Barbara glared at him. “No. I’m saying that I have a plan. Maybe not much of one, but unless one of you has something better…”
Move.
Michelle was paralyzed. There were multiple ways she could go, and she didn’t know if any of them was the way out. She gritted her teeth with anger and frustration. The only reason she was here was because of Adesina. That brat had been nothing but a burden since Michelle had brought her home. A faint voice inside her cried out against the thought, then was eclipsed by her anger.
And now she was stuck in the dark, with Mummy coming for her. The shuffling was closer.
There was a blink of light two passages down. It couldn’t have really happened. It was some sort of hallucination. But all she had to do was cross the water to get to it. The water that had God only knew what in it.

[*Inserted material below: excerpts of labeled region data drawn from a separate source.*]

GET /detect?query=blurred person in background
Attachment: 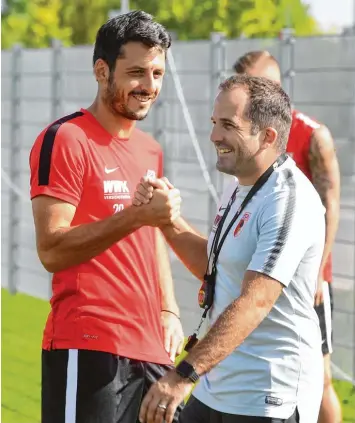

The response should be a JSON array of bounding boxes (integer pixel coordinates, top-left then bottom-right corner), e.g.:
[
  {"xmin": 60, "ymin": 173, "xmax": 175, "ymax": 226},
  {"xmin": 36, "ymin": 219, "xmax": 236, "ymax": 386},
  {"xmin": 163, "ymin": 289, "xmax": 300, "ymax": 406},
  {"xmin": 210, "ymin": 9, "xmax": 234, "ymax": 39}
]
[
  {"xmin": 233, "ymin": 51, "xmax": 342, "ymax": 423},
  {"xmin": 133, "ymin": 75, "xmax": 325, "ymax": 423},
  {"xmin": 30, "ymin": 11, "xmax": 184, "ymax": 423}
]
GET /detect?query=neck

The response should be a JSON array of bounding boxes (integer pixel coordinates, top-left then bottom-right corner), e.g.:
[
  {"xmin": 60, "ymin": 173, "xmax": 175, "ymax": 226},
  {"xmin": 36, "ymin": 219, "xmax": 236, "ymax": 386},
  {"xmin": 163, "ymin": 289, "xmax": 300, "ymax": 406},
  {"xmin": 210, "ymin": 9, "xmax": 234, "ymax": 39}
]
[
  {"xmin": 236, "ymin": 154, "xmax": 280, "ymax": 186},
  {"xmin": 87, "ymin": 96, "xmax": 136, "ymax": 138}
]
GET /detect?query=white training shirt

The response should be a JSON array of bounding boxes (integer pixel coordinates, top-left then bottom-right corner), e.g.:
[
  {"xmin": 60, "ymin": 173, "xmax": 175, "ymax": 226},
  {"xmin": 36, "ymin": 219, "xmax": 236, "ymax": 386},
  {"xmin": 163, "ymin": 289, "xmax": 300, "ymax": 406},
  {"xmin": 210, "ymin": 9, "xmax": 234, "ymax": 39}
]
[{"xmin": 193, "ymin": 158, "xmax": 325, "ymax": 423}]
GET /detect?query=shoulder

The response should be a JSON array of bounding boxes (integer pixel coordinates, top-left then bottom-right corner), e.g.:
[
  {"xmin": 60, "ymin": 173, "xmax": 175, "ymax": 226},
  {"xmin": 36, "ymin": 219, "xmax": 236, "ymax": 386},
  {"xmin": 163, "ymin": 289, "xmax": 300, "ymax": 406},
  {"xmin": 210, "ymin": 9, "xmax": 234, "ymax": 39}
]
[
  {"xmin": 265, "ymin": 162, "xmax": 323, "ymax": 214},
  {"xmin": 311, "ymin": 124, "xmax": 334, "ymax": 151},
  {"xmin": 30, "ymin": 112, "xmax": 87, "ymax": 166},
  {"xmin": 34, "ymin": 112, "xmax": 87, "ymax": 150},
  {"xmin": 132, "ymin": 128, "xmax": 162, "ymax": 152}
]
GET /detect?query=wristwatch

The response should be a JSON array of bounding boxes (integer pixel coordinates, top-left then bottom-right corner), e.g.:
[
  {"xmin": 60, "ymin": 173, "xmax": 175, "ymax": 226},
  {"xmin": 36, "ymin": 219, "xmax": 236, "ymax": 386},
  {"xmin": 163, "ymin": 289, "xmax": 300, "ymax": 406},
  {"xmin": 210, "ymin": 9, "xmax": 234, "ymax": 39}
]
[{"xmin": 175, "ymin": 360, "xmax": 200, "ymax": 383}]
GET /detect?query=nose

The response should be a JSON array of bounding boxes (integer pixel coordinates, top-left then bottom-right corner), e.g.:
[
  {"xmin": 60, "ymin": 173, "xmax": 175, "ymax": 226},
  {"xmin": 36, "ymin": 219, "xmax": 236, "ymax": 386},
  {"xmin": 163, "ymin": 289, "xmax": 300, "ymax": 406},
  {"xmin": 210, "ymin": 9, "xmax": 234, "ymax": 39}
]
[
  {"xmin": 210, "ymin": 125, "xmax": 221, "ymax": 144},
  {"xmin": 143, "ymin": 73, "xmax": 156, "ymax": 94}
]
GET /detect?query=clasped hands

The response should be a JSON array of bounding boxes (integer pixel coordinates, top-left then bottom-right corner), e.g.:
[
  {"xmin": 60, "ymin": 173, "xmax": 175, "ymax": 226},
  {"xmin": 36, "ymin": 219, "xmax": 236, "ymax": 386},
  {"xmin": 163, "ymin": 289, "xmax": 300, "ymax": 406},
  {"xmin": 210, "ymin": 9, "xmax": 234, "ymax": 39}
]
[{"xmin": 132, "ymin": 176, "xmax": 181, "ymax": 227}]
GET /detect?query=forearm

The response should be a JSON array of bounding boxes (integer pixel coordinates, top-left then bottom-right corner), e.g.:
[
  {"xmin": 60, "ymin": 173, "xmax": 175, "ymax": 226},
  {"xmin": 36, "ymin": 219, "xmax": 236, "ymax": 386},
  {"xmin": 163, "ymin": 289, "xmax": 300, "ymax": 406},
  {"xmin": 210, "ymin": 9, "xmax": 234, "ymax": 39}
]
[
  {"xmin": 185, "ymin": 296, "xmax": 270, "ymax": 375},
  {"xmin": 321, "ymin": 200, "xmax": 339, "ymax": 269},
  {"xmin": 156, "ymin": 229, "xmax": 180, "ymax": 315},
  {"xmin": 162, "ymin": 218, "xmax": 207, "ymax": 280},
  {"xmin": 39, "ymin": 207, "xmax": 141, "ymax": 273}
]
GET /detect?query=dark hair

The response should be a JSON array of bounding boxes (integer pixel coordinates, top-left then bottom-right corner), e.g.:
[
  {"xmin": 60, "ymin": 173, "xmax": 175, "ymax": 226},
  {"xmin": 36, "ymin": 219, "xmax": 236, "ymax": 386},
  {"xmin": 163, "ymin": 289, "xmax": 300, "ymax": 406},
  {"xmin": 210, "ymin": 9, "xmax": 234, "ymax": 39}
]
[
  {"xmin": 93, "ymin": 10, "xmax": 171, "ymax": 71},
  {"xmin": 219, "ymin": 75, "xmax": 292, "ymax": 153},
  {"xmin": 233, "ymin": 50, "xmax": 279, "ymax": 74}
]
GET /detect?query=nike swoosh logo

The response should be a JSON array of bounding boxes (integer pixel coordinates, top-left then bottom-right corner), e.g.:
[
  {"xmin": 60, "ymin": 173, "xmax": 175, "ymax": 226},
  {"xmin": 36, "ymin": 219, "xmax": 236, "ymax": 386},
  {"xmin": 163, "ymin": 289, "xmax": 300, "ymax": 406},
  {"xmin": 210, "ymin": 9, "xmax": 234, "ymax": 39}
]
[{"xmin": 105, "ymin": 166, "xmax": 119, "ymax": 174}]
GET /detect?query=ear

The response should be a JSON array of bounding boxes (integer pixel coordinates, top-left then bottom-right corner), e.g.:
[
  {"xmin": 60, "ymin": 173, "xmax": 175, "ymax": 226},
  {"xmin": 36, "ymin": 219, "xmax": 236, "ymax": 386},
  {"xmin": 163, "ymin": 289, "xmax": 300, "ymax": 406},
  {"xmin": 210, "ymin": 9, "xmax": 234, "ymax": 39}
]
[
  {"xmin": 94, "ymin": 59, "xmax": 110, "ymax": 83},
  {"xmin": 261, "ymin": 128, "xmax": 278, "ymax": 149}
]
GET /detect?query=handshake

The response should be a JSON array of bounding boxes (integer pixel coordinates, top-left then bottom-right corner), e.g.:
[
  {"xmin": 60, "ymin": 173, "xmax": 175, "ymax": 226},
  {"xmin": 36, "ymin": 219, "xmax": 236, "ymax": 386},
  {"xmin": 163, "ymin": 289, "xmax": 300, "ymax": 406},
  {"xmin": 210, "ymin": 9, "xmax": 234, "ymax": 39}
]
[{"xmin": 132, "ymin": 176, "xmax": 181, "ymax": 227}]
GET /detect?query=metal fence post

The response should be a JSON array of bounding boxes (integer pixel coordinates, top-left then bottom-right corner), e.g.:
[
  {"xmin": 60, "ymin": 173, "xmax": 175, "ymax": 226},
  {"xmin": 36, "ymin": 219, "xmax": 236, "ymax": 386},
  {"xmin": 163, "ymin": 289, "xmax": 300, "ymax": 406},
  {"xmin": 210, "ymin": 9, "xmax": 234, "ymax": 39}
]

The shuffling was getting closer.
She could feel how thin she was now. Her hands ran over her body. Ribs stuck out, her hip bones were sharp. About the only things with any fat were her breasts, which had never been large anyway. But large enough, maybe.
The flash again.
She strained to see it. The blobby remnant of the light floated in her vision.
Move.
Fuck you. I can’t move. I’m stuck.
But she stood up and let another tiny bubble fly. Each one was one less that she could use to fight the shuffling thing coming after her. Mummy.
Shut up. She can’t be down here. It has to be something worse.
There is nothing worse and you know it.
The bubble hit the floor on the other side of the water. The canal was about two and a half meters across. But she’d have to go into the water to cross it. And that made her shudder.
She decided to try to jump across. She might be able to make it. It seemed so reasonable.
Sh
e jumped.
In the dark, she miscalculated—not that she could have made it across anyway—and ended up slamming stomach-first into the opposite wall of the canal. She got a little fat from it, but it hurt like hell. Her hands slid off the wet stones edging the wall and she sank into the foul water.
It was deeper than she’d thought. She kicked hard and hoped she was moving toward the surface—when something grabbed her leg. She screamed, and noxious water rushed into her mouth. Whatever it was, it started pulling her down. She kicked and yanked, but the thing wouldn’t let go. In desperation, she put her hand on the tentacle wrapped around her leg and let a bubble go.
There was a small explosion. It burned like fire, but the thing released her leg. Michelle kicked away and burst through the surface. She flailed around to find the edge, found it, then dragged herself onto the walkway.
She lay there panting, and then she heard the shuffle again. It was closer now. She began shivering—from the wet or the sound, she wasn’t sure.
Move.
The only voice she could hear over the roar of everything else in her head.
Now it sounded like Adesina.
Only not like her. It was close, but the voice was deeper than her daughter’s. And she’d failed Adesina. She hadn’t stopped anything. Only ended up here shivering in the dark, with Mummy coming for her.
Move.
Shut up. Shut up. Shut up.
Michelle was shaking all over now. She had no fat on her to keep her warm. But what was really making her shake was what was coming down the hall toward her.
Mom, move!
She wanted to cry. Adesina’s voice. The only reason she was here was to keep her from dying. And now she was trapped in the dark with Mummy. And she’d failed utterly.
Then she did cry.
Hot, bitter tears rolled down her cheeks. Shaking and crying, she hit herself in the face again and again and again.
The faint light flashed once more. She scrambled to her feet and ran toward it. Her shoulder slammed into a wall, and she wondered whether she was in the right place or if she’d lost track of where she was.